Die Lage begann sich für Moskau zuzuspitzen, nachdem die Wagner-Gruppe das Hauptquartier der russischen Streitkräfte für den Militärbezirk Süd in Rostow am Don – zugleich die Zentrale für die Militärführung im Ukraine-Krieg – gegen 7.30 Uhr Ortszeit übernehmen konnte. Dort forderte Prigoschin in einem via Telegram-Video um die Welt gehenden Gespräch mit dem stellvertretenden russischen Verteidigungsminister ultimativ den Sturz von Schoigu und Gerassimow.
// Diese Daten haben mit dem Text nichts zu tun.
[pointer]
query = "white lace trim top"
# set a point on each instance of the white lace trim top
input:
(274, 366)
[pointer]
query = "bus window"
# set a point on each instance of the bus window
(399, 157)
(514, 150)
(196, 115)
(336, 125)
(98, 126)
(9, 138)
Da Prigoschin einen 25.000 Köpfe zählenden Teil seiner Truppen sogleich gen Norden Richtung Moskau vorrücken ließ und mit diesen Kämpfern trotz installierter Straßensperren recht schnell (gegen 11.42 Uhr Ortszeit) die Stadt Woronesch auf halber Strecke zwischen Rostow und der russischen Hauptstadt erreichen konnte, wurde in Moskau der Anti-Terror-Notstand ausgerufen. Der russische Präsident Wladimir Putin sah sich um 10 Uhr Ortszeit zu einer Fernseh-Ansprache veranlasst, in der er den Aufstand als „tödliche Bedrohung“ und alle Beteiligten als „Verräter“ bezeichnete, die „unweigerlich bestraft“ werden müssten.
Was Prigoschin letztlich dazu bewegt haben mag, den Vormarsch seiner Armee nach rund 780 Kilometern – rund 200 Kilometer vor Moskau – gegen 20.25 Uhr Ortszeit zu stoppen und auf einen durch Vermittlung des weißrussischen Diktators Lukaschenko zustande gekommenen Deal einzugehen, der ihm und seinen Truppen Straffreiheit und Exil in Belarus zusagte, wird reine Spekulation bleiben müssen. Prigoschin selbst sprach davon, dass er ein beim Kampf um Moskau zwangsläufig zu erwartendes verheerendes Blutvergießen habe vermeiden wollen. Ob er wirklich mit seinem Aufstand von Anfang an einen Staatsstreich mit einem Sturz Putins bezweckt, dann aber doch aufgegeben hatte, weil ihm die erhoffte Unterstützung durch etwaige oppositionelle Kräfte in der Führung des Kremls oder des Militärs versagt geblieben war, wird sich wohl kaum mehr sicher feststellen lassen.
Ob das Ansehen des russischen Präsidenten Putin durch sein defensiv-zögerliches Verhalten in dieser schweren Staatskrise tatsächlich nachhaltig beschädigt wurde, wie viele westliche Medien feststellten, bleibt abzuwarten.